Taylor Cornall

Personal information
- Full name: Taylor Ryan Cornall
- Born: 9 October 1998 (age 27) Lytham St Annes, Lancashire, England
- Batting: Left-handed
- Bowling: Slow left-arm orthodox

Domestic team information
- 2019: Leeds/Bradford MCCU
- 2021: Lancashire
- 2022–2023: Worcestershire (squad no. 57)
- First-class debut: 26 March 2019 Leeds/Bradford MCCU v Derbyshire
- List A debut: 5 August 2021 Lancashire v Durham

Career statistics
| Competition | FC | LA |
| Matches | 8 | 9 |
| Runs scored | 142 | 310 |
| Batting average | 11.83 | 44.28 |
| 100s/50s | 0/0 | 0/3 |
| Top score | 31* | 97 |
| Balls bowled | 12 | 128 |
| Wickets | 0 | 3 |
| Bowling average | – | 43.33 |
| 5 wickets in innings | – | 0 |
| 10 wickets in match | – | 0 |
| Best bowling | – | 2/23 |
| Catches/stumpings | 5/– | 5/– |
- Source: Cricinfo, 24 July 2023

= Taylor Cornall =

English cricketer (born 1998)

Taylor Ryan Cornall (born 9 October 1998) is an English cricketer.
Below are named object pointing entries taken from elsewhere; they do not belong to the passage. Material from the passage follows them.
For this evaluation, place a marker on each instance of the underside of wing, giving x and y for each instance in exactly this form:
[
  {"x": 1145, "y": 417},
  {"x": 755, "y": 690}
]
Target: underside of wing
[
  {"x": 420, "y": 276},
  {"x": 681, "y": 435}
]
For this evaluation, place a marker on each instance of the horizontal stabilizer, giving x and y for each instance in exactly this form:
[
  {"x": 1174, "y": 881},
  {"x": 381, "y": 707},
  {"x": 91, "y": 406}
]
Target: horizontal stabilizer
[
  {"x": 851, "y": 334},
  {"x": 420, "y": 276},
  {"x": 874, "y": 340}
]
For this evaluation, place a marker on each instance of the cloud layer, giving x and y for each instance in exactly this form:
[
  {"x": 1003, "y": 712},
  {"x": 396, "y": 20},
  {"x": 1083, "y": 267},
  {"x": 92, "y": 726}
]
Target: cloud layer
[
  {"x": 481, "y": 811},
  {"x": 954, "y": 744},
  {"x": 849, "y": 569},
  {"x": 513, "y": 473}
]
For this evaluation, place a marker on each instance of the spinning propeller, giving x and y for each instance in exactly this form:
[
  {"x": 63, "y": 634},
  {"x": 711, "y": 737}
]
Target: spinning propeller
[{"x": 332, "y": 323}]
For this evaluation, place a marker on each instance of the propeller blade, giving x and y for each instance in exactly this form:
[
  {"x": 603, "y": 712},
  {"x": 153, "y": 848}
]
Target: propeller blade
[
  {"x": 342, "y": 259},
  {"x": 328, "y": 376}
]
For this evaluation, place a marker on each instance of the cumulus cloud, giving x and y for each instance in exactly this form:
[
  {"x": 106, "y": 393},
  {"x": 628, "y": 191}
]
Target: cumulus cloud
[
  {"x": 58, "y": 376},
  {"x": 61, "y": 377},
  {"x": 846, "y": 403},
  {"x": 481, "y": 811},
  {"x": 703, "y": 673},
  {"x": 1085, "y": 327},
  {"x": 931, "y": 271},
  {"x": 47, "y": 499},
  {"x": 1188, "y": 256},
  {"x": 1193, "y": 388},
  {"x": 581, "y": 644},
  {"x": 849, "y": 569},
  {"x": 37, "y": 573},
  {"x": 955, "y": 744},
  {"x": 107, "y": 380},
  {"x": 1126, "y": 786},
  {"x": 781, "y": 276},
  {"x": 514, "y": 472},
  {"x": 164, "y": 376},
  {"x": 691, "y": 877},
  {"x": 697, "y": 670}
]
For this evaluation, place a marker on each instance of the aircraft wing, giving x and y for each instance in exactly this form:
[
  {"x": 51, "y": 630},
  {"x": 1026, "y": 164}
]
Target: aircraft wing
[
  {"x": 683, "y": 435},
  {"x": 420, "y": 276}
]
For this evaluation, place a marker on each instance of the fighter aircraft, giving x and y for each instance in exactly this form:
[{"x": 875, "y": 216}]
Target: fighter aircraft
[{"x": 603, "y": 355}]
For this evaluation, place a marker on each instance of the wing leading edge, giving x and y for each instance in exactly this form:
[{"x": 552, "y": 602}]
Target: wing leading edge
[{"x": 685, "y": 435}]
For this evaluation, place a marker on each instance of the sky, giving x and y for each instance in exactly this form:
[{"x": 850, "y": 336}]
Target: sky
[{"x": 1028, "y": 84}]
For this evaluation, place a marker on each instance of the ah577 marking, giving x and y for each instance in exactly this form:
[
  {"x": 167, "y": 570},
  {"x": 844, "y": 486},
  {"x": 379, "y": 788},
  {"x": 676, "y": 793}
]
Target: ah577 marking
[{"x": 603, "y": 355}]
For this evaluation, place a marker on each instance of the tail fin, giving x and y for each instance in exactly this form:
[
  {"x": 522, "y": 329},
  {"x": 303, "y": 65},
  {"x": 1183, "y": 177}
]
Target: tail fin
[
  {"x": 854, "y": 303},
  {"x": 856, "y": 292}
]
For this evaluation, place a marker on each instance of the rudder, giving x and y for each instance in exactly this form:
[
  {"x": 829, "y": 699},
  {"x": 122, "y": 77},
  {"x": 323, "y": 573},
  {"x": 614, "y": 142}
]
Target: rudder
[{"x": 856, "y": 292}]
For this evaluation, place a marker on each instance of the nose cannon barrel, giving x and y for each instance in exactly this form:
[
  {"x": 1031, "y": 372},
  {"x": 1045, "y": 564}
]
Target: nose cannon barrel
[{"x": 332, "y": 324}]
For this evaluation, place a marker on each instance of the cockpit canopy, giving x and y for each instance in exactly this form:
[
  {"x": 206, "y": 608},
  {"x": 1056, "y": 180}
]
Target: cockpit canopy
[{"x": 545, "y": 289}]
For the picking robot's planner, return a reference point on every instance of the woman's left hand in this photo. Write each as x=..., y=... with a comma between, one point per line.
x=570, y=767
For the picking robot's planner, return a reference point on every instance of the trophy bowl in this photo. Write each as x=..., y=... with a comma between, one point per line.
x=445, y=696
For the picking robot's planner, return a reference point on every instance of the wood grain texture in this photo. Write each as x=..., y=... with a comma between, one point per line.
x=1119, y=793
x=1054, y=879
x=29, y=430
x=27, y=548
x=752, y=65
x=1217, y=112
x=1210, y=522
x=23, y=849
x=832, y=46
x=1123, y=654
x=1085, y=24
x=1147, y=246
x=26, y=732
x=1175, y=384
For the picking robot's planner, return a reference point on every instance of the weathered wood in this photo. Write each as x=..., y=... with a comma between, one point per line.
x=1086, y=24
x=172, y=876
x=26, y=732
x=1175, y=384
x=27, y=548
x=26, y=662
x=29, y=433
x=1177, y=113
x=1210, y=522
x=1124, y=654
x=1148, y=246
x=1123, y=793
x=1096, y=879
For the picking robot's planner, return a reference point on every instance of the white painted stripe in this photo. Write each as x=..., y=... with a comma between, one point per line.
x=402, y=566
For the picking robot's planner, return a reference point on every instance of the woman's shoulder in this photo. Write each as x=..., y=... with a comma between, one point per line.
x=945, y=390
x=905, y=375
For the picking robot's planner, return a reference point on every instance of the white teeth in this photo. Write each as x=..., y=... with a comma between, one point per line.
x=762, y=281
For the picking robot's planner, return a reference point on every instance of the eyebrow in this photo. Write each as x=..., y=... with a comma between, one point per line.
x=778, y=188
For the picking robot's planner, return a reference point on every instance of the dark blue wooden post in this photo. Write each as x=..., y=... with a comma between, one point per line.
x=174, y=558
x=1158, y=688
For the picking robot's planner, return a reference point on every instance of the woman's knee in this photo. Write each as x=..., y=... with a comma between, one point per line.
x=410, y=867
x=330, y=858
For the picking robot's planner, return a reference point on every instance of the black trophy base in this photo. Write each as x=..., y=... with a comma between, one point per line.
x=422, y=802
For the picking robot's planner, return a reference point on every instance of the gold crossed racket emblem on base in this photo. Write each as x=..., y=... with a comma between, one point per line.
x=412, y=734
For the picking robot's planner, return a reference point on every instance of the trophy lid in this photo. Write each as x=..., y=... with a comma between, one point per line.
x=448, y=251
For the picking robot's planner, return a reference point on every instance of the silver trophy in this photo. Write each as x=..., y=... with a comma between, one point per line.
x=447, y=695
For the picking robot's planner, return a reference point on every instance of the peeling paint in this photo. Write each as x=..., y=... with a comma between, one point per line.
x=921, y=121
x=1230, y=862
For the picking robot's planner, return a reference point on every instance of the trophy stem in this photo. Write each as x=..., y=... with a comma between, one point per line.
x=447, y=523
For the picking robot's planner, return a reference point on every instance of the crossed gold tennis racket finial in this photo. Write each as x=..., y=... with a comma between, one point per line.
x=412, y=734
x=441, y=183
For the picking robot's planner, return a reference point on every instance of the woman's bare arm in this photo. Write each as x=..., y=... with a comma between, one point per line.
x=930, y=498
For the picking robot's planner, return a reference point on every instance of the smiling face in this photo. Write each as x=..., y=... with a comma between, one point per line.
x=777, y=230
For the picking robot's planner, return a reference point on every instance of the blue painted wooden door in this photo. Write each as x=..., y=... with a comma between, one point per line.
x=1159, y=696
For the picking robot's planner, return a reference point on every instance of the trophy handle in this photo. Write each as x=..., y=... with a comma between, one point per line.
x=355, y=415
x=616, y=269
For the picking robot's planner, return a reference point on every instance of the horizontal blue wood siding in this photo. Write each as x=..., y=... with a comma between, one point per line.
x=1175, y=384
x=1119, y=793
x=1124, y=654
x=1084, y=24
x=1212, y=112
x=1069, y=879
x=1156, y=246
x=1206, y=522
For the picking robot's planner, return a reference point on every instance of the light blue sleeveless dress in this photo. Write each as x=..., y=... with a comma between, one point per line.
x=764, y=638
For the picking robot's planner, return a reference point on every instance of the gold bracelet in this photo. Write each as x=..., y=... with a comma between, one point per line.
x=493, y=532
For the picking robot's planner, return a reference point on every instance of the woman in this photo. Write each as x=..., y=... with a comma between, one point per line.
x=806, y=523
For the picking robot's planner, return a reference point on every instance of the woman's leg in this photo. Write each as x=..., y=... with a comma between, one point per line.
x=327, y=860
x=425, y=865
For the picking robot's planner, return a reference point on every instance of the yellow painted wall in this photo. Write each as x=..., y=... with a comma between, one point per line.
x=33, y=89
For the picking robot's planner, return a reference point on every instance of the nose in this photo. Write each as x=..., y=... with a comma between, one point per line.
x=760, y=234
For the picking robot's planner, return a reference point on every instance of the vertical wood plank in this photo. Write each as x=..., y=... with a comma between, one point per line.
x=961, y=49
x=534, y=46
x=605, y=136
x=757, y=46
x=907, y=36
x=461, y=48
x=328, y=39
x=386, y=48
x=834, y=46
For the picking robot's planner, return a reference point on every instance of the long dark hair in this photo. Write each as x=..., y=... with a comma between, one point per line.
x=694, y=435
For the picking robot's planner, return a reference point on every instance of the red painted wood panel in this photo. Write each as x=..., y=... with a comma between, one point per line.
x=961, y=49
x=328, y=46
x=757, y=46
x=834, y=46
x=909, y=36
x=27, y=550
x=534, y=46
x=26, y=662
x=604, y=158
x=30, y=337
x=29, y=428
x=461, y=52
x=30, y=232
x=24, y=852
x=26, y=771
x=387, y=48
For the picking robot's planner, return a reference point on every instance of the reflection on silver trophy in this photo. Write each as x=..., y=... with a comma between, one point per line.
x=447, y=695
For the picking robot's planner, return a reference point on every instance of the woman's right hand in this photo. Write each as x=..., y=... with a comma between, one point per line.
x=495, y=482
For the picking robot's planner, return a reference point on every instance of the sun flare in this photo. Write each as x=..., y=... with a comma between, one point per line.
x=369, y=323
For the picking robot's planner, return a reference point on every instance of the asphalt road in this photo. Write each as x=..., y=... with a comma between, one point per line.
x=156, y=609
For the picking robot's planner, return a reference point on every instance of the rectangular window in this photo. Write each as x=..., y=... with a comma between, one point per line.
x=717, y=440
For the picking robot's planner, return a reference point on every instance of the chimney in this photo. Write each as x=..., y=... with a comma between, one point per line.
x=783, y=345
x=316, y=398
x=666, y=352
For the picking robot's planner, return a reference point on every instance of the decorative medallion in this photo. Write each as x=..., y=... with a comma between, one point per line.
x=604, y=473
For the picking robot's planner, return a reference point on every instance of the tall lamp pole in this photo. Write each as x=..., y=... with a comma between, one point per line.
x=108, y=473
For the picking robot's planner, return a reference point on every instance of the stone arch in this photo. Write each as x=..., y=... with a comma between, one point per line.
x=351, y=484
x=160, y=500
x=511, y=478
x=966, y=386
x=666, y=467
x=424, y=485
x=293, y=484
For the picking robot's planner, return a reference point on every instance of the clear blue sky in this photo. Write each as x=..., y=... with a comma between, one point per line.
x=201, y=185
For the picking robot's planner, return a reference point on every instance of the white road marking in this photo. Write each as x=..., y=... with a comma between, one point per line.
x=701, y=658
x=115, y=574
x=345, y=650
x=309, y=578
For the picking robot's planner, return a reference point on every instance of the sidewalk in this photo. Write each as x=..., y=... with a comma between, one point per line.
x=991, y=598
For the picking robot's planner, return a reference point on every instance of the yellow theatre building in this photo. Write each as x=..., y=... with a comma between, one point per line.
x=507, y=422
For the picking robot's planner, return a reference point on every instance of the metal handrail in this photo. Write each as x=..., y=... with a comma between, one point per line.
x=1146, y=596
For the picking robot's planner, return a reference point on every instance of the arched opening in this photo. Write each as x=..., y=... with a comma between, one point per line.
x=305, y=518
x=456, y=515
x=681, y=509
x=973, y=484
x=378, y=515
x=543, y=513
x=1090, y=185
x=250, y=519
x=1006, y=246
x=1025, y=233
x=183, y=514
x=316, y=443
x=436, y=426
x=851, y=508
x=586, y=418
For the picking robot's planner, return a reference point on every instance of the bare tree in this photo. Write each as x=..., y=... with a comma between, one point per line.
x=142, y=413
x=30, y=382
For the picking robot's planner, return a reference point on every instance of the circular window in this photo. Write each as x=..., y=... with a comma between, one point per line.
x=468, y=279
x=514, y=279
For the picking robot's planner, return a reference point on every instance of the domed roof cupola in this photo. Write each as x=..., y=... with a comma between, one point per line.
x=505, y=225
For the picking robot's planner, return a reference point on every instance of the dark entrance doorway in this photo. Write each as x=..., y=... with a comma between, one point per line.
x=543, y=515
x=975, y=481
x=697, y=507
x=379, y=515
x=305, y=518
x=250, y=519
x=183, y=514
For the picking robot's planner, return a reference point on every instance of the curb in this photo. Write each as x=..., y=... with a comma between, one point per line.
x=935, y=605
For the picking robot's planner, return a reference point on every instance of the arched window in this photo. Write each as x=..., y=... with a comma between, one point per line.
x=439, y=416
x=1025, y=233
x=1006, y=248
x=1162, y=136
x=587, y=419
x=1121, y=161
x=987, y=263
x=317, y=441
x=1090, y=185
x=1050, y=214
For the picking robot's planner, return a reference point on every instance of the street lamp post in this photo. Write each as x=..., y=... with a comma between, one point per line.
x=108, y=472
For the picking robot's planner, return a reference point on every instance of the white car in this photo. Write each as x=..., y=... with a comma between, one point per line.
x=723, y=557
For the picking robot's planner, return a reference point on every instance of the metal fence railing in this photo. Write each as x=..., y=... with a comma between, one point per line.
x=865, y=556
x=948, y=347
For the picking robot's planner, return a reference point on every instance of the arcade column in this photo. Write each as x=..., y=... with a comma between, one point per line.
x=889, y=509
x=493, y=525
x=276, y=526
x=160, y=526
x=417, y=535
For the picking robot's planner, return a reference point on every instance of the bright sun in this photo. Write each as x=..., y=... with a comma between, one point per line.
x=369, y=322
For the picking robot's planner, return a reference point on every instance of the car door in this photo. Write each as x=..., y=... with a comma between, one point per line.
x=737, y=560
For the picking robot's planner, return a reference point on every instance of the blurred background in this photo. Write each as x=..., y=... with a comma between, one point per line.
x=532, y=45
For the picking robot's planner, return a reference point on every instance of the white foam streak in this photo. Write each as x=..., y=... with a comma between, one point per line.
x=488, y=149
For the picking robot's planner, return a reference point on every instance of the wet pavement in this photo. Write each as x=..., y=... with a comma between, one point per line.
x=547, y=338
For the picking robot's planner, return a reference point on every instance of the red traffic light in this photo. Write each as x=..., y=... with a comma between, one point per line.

He made his first-class debut on 26 March 2019, for Leeds/Bradford MCCU against Derbyshire, as part of the Marylebone Cricket Club University fixtures. He has also played for the Lancashire 2nd XI team. He made his List A debut on 5 August 2021, for Lancashire in the 2021 Royal London One-Day Cup.